Underreporting from hospital staff members as a roadblock to greater transparency was emphasized by Binseng Wang, vice president of quality and regulatory compliance at Aramark. If organizations reported the problems they are having, the FDA would be more informed about the nature of equipment-related problems as a whole and could “prosecute those who cause trouble.”

Wang also reminded attendees that the FDA is not about cost, but making sure that a patient is safe. If patient care will be affected, that is under mandate for Congress to have the FDA look more into the situation.

AAMI's position that standards are a better solution than regulations was echoed by Dale Munson, manager of service and biomedical training at Medtronic, who said such a solution would ensure the HTM community was not only properly trained, but certified in their ability to service equipment. He believes that as a result of the docket, tiers will be established with maintenance responsibilities that are focused upon patient safety.

Then again, it's possible that the FDA docket will ultimately amount to nothing. Gabe Viscomi, vice president of service at Block Imaging, predicted there will not be enough evidence for a change to happen within the industry. Even though the FDA will look through the comments made and select the few with substantial evidence, the information may not be sufficient.

The gray area between Health IT and HTM departments

In a session entitled The new health care technology world closing coverage gaps through health care management and information technology collaboration, speakers Michael Byrne, Joseph DeLuca and Scott Nudelman, all from GE Healthcare, addressed the rapid growth of networked system integration and allocating specifying roles to a specific department.



The path between a patient monitor and hospital network of wireless monitors is often filled with "gaps" such as an OEM switch, a core switch, and router.

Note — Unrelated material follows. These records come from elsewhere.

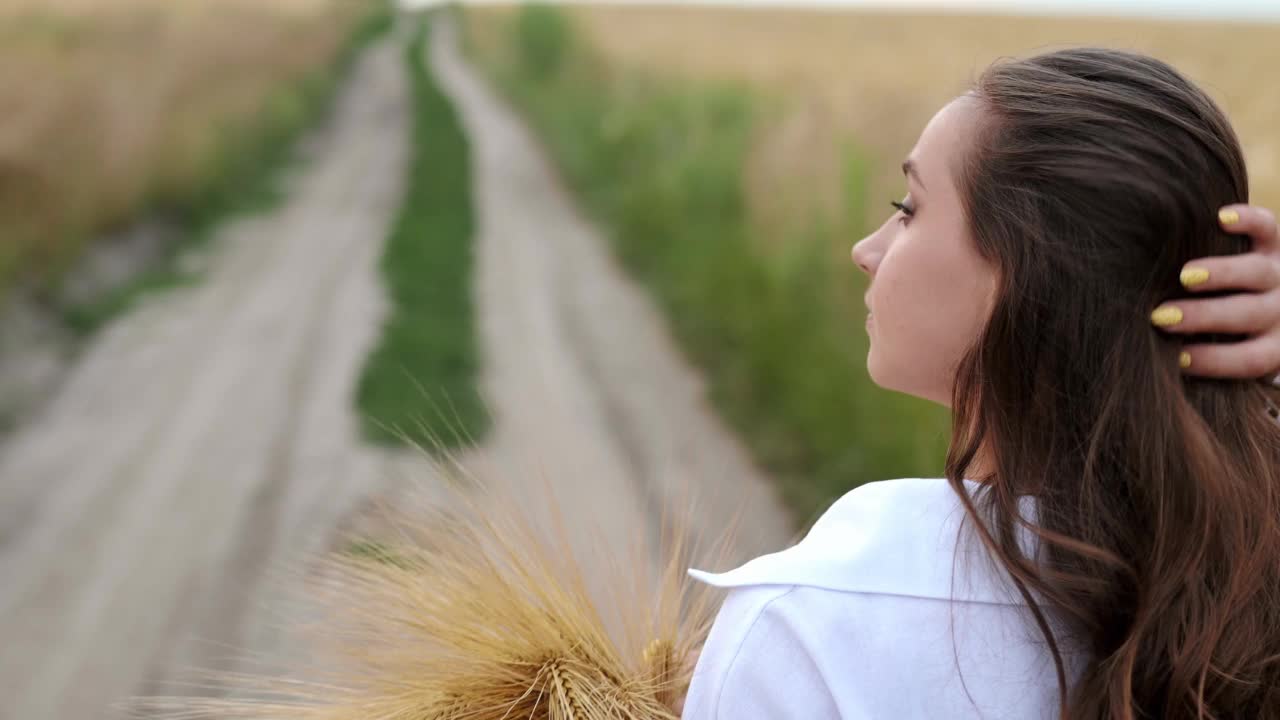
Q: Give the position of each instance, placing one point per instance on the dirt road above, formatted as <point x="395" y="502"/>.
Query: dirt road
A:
<point x="209" y="440"/>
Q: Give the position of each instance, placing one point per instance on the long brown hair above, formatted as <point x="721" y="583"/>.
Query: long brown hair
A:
<point x="1095" y="177"/>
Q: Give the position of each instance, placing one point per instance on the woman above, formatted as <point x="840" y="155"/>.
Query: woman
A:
<point x="1106" y="542"/>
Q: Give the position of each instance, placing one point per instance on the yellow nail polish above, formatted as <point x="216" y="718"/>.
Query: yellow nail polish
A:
<point x="1166" y="315"/>
<point x="1193" y="277"/>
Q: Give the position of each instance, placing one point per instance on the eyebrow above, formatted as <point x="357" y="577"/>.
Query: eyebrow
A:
<point x="909" y="169"/>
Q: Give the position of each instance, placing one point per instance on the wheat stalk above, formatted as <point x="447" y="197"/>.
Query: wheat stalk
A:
<point x="476" y="614"/>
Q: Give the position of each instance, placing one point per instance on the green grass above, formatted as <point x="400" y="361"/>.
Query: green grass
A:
<point x="659" y="163"/>
<point x="419" y="386"/>
<point x="243" y="177"/>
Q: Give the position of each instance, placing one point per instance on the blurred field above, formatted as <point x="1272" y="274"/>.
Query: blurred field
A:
<point x="113" y="106"/>
<point x="735" y="155"/>
<point x="876" y="78"/>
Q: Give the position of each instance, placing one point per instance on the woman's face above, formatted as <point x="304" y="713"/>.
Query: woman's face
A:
<point x="929" y="290"/>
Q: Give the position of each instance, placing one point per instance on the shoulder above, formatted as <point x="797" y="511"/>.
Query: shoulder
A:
<point x="865" y="619"/>
<point x="801" y="652"/>
<point x="906" y="537"/>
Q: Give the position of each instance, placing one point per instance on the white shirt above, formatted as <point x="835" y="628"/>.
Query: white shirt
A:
<point x="862" y="620"/>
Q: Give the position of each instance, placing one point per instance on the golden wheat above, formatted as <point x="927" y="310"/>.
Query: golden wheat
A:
<point x="479" y="611"/>
<point x="876" y="77"/>
<point x="106" y="105"/>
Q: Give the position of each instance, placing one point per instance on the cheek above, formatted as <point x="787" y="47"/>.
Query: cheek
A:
<point x="928" y="306"/>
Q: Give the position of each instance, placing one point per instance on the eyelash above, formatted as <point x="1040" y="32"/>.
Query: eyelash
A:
<point x="903" y="208"/>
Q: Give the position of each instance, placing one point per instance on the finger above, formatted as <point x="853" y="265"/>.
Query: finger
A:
<point x="1252" y="270"/>
<point x="1233" y="314"/>
<point x="1258" y="223"/>
<point x="1249" y="359"/>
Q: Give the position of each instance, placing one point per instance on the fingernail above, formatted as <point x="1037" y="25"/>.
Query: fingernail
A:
<point x="1166" y="315"/>
<point x="1193" y="277"/>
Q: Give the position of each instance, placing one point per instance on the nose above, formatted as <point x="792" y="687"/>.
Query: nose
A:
<point x="867" y="254"/>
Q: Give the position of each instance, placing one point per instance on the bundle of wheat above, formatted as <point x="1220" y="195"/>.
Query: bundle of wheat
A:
<point x="480" y="613"/>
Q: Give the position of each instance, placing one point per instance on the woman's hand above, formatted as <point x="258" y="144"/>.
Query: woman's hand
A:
<point x="1255" y="311"/>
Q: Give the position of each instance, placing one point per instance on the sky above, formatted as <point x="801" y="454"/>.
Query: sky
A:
<point x="1189" y="9"/>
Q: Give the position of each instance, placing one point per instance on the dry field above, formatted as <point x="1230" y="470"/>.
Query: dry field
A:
<point x="106" y="104"/>
<point x="876" y="78"/>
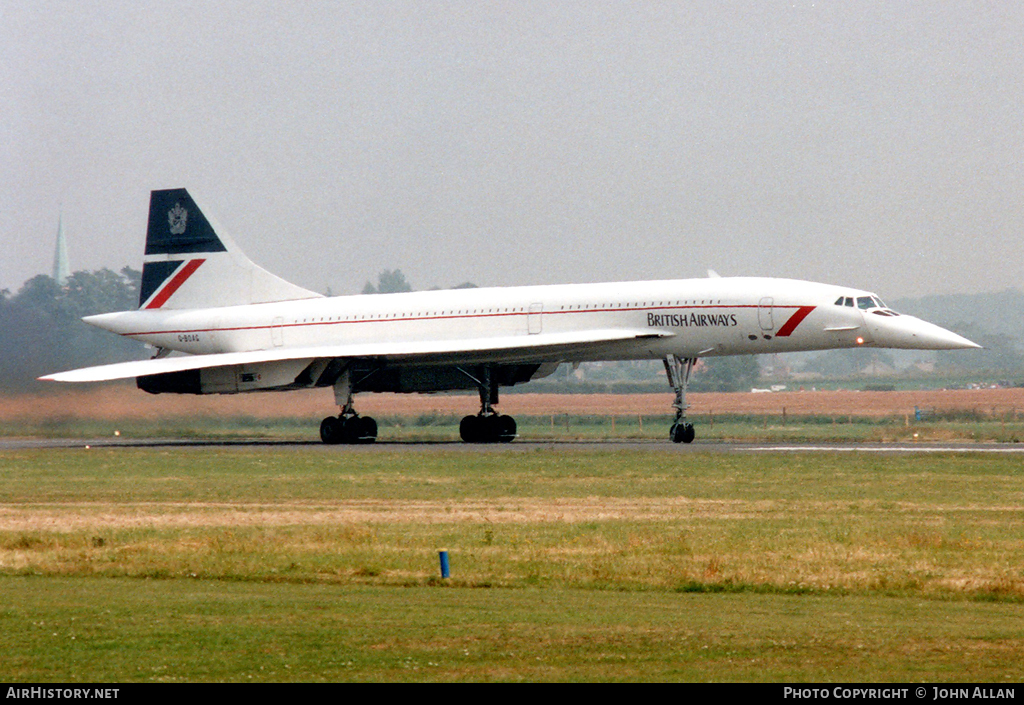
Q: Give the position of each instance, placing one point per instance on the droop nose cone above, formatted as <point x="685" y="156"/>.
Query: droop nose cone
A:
<point x="910" y="333"/>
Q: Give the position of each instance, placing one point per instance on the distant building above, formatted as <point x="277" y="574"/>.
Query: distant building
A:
<point x="61" y="268"/>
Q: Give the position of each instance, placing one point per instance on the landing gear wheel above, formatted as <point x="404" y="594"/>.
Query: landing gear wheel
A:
<point x="332" y="430"/>
<point x="348" y="429"/>
<point x="682" y="432"/>
<point x="494" y="428"/>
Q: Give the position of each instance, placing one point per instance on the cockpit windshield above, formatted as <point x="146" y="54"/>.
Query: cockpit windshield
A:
<point x="871" y="303"/>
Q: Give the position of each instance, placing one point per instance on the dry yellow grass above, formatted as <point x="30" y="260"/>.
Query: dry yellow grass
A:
<point x="120" y="401"/>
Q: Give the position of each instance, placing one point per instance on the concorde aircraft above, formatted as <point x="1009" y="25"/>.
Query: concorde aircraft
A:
<point x="222" y="325"/>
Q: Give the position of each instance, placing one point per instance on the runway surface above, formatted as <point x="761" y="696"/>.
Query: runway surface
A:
<point x="518" y="446"/>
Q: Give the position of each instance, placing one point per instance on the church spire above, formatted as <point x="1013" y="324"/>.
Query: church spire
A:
<point x="61" y="268"/>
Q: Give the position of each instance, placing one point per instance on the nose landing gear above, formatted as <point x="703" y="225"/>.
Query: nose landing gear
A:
<point x="679" y="376"/>
<point x="488" y="425"/>
<point x="347" y="427"/>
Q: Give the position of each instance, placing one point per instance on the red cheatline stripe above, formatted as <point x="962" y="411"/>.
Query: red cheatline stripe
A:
<point x="794" y="321"/>
<point x="176" y="281"/>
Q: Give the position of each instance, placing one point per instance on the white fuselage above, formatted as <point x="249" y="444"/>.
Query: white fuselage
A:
<point x="686" y="318"/>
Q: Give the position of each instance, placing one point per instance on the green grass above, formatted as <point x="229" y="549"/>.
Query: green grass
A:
<point x="68" y="629"/>
<point x="310" y="563"/>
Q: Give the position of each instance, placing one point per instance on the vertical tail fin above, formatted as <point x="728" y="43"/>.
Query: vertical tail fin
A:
<point x="189" y="264"/>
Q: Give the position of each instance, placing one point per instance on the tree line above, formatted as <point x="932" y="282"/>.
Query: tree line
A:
<point x="43" y="331"/>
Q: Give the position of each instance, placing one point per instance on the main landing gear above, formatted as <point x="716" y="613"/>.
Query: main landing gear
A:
<point x="347" y="427"/>
<point x="488" y="425"/>
<point x="679" y="376"/>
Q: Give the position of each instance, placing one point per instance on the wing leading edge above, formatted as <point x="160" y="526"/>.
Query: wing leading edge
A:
<point x="511" y="348"/>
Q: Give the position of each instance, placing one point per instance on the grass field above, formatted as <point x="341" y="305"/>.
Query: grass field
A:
<point x="306" y="563"/>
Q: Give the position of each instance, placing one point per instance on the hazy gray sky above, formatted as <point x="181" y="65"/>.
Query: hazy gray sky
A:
<point x="872" y="144"/>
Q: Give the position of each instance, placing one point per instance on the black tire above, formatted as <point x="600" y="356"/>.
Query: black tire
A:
<point x="682" y="432"/>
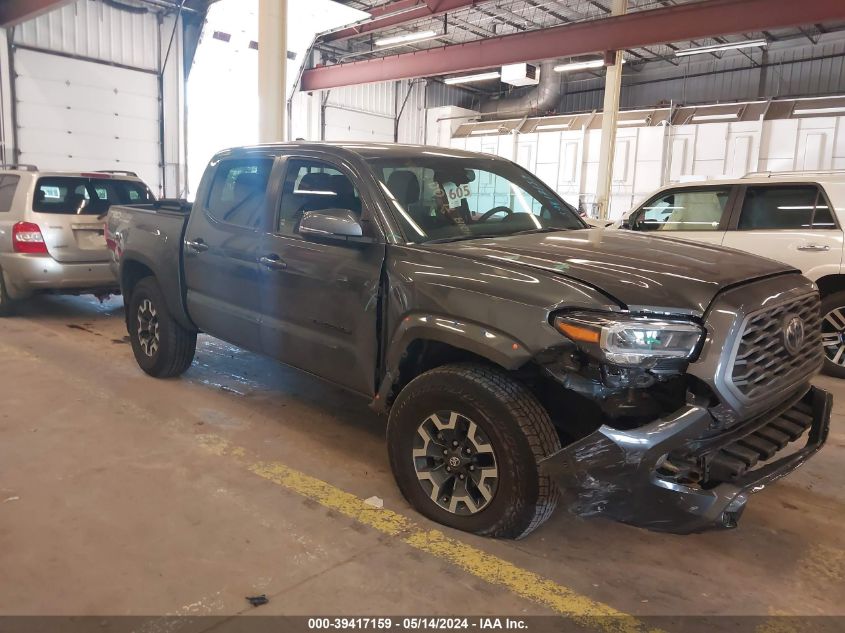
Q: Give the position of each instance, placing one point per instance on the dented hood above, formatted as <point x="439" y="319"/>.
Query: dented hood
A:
<point x="638" y="271"/>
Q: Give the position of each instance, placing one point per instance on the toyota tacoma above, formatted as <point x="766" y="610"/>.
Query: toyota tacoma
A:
<point x="524" y="359"/>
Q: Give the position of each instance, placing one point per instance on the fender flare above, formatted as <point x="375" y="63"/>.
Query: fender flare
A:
<point x="172" y="295"/>
<point x="496" y="346"/>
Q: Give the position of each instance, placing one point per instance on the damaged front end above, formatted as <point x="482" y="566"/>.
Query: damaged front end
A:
<point x="677" y="475"/>
<point x="681" y="442"/>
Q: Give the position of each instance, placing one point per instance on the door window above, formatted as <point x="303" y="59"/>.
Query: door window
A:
<point x="797" y="207"/>
<point x="8" y="185"/>
<point x="238" y="192"/>
<point x="684" y="210"/>
<point x="314" y="185"/>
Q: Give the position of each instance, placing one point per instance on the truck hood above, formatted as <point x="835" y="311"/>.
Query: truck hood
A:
<point x="641" y="272"/>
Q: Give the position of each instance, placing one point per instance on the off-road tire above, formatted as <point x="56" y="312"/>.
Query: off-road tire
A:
<point x="176" y="345"/>
<point x="832" y="302"/>
<point x="517" y="427"/>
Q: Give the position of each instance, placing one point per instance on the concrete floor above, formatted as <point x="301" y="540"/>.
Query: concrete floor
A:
<point x="128" y="495"/>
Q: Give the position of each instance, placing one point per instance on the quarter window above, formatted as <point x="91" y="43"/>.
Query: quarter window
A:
<point x="313" y="185"/>
<point x="8" y="185"/>
<point x="684" y="210"/>
<point x="793" y="207"/>
<point x="239" y="191"/>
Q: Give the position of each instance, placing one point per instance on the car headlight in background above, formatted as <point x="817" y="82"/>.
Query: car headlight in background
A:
<point x="631" y="341"/>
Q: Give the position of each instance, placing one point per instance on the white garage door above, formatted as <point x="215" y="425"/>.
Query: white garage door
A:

For a hospital that has no specific department in charge of these areas, problems may arise.

The presenters gave a real-life example of a hospital (kept anonymous) in which the patient monitors were run by IT and the wireless monitors were run by HTMs, and how the two departments worked together to resolve any confusion about who was responsible for what.

Steps were created to identify the gaps, and figure out how to assign them to a team before a “breakdown” occurs, as follows:
“We have to stop saying ‘biomed.’ We have to stop saying ‘IT.’ We have to starting saying ‘we,’” said Scott, which was met with loud applause and cheering from the audience.

Keep smartphones out of medical device USB ports

During an open discussion about issues facing HTMs, misuse of USB ports — which can cause medical devices to malfunction — was a prevalent problem expressed by many attendees. The issue was also big enough to land it on ECRI's list of Top 10 Health Technology Hazards of 2016.

With so many medical devices hooked up to a USB port, and most hospital staffers carrying cell phones that require a USB to charge, these ports are frequently working overtime as charging stations. This can lead to technical issues since the medical device is now reading information that it does not know how to process.

One effective solution to mitigate the problem came from Chris Wright, an attendee who works for the Department of Veteran Affairs. “Understand now, if you plug [your phone] in and the government catches you doing this, our IT specialists are authorized to pull every bit of data off of your phone," he tells staff members.

Another audience member, a clinical engineer at UC Health in Colorado, suggested a policy that states if a staffer, other than cardiologists and physicians, brings in a phone charger or other USB cord, he/she could be fired. The reason for this serious consequence, she said, is that the misuse of a USB port not only fails a device, but can also result in costly and dangerous HIPAA violations.